# Simple repair & Fighting Inflation...



## cathead (Jun 30, 2022)

We had a heavy rain here a few days ago.  A bit of water seeped into the corner of the basement wetting a bit of carpet.  I mopped up what I could but it was 
still damp so let the dehumidifier take care of it as  as well as running a ceiling fan.  The old dehumidifier was having trouble spooling up the fan so this morning
I decided to look into it.  The motor shaft was worn significantly on one side of the shaft indicating the fan was out of balance.  Anyhow not wanting to 
replace the dehumidifier, I made up a new shaft out of an old piece of .312 motor shaft that I had saved.  It was quite simple as all I had to do was cut off a half
inch off the new shaft and mill a flat to fit the fan blade.  It's nice to have tools to make the job an easy fix.  

I did make an attempt to balance the fan blade so will see how long it lasts.  In the meantime, I will be saving a couple more motor shafts just in case
I need another.  The caliper indicated that the shaft as .015 wear on the front bushing surface!  So in the mean time I get to keep my deflated cash
for something else.


----------



## mmcmdl (Jun 30, 2022)

Nice fix ! Remember this ?


----------



## cathead (Jun 30, 2022)

No, can't say as I have....


----------



## MrWhoopee (Jun 30, 2022)

mmcmdl said:


> Nice fix ! Remember this ?



I'm familiar with the song, but by a later artist.


----------



## markba633csi (Jun 30, 2022)

Your machine sure has that 70s look- is it really that old?


----------



## RJSakowski (Jun 30, 2022)

A great repair.  I have fixed the fan motors on both the bathroom exhaust unit and dehumidifier by simply relubing the bearings.  The manufacturers use oil filled bronze bearings and the lube gums up after several years of use.  The relube job works for a year or two. I hadn't thought about rebuilding the motor shaft.


----------



## cathead (Jun 30, 2022)

markba633csi said:


> Your machine sure has that 70s look- is it really that old?

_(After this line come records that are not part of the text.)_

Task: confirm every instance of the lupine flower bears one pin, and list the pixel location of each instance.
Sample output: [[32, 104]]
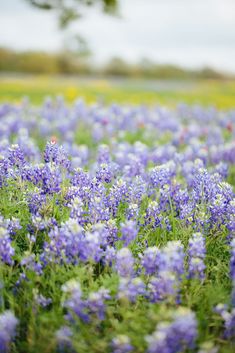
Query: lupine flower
[[124, 263], [63, 338], [8, 323], [121, 344], [174, 337]]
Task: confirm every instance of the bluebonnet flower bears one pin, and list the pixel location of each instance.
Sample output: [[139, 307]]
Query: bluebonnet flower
[[16, 157], [63, 338], [129, 232], [124, 263], [8, 323], [176, 336], [121, 344], [6, 249]]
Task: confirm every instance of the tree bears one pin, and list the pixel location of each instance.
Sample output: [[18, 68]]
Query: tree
[[70, 10]]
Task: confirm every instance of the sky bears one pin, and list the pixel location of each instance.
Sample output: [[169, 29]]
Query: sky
[[190, 33]]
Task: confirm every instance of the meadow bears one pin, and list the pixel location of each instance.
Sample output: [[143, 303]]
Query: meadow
[[219, 94], [117, 220]]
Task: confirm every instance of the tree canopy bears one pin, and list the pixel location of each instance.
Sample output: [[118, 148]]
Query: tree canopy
[[70, 10]]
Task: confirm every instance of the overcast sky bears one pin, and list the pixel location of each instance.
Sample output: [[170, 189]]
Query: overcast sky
[[191, 33]]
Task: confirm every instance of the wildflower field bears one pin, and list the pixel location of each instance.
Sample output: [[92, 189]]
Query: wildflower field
[[117, 228]]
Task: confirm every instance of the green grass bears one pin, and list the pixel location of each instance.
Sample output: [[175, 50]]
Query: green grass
[[216, 93]]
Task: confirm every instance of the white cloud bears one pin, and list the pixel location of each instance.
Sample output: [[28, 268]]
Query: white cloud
[[187, 32]]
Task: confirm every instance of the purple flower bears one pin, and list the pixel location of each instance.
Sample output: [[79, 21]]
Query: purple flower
[[63, 338], [129, 232], [8, 323], [175, 336], [124, 263], [6, 249]]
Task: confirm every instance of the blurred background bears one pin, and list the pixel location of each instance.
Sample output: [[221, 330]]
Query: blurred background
[[133, 51]]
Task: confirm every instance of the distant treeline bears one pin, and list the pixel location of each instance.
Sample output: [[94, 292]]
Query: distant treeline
[[69, 63]]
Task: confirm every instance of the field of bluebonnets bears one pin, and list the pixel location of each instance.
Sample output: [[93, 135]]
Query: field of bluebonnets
[[117, 228]]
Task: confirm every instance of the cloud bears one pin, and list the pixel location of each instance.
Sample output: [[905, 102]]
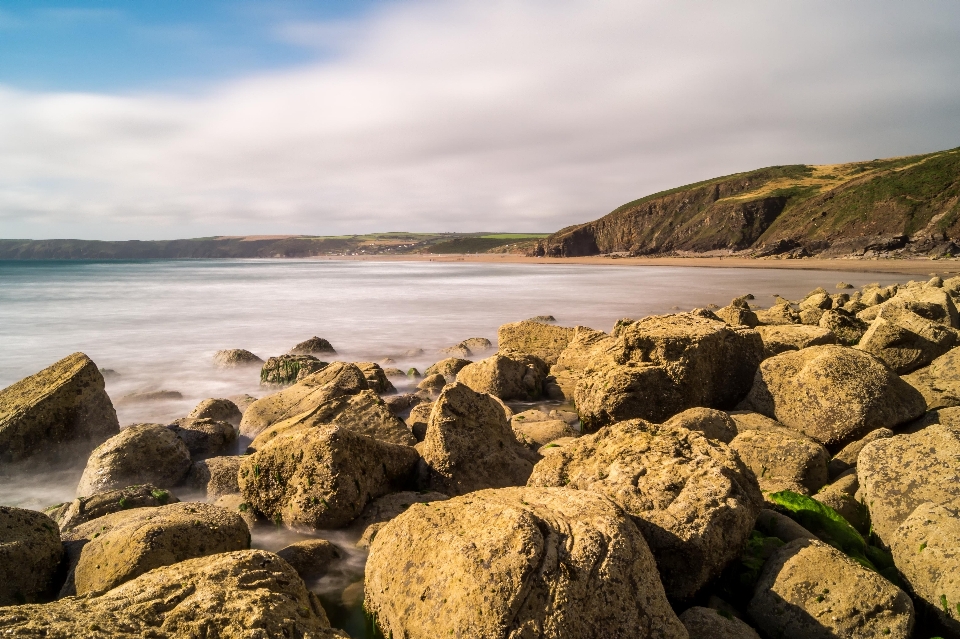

I guess it could be that old.  It's been with me for many years and hasn't failed until now.  I would guess the refrigerant
is no longer available for this unit.


----------



## cathead (Sep 25, 2022)

Next to lube is the squirrel cage blower for the furnace.  It's been four years and still running smoothly. 
The oil I used last was military aviation turbine oil so I know it's good stuff after that long.  I have kept the
blower running in fine condition since it was installed in the late 80's.


----------



## Ken from ontario (Sep 26, 2022)

I love to see saves like that, home projects such as the motor shaft repair lets you use many tools and amachines in the shop.
Did you also replace the bushing(s) or  was it not needed?


----------



## cathead (Sep 28, 2022)

Ken from ontario said:


> I love to see saves like that, home projects such as the motor shaft repair lets you use many tools and amachines in the shop.
> Did you also replace the bushing(s) or  was it not needed?


Amazingly, the shaft took all the wear and the bushings were still in good shape so I reused them.


----------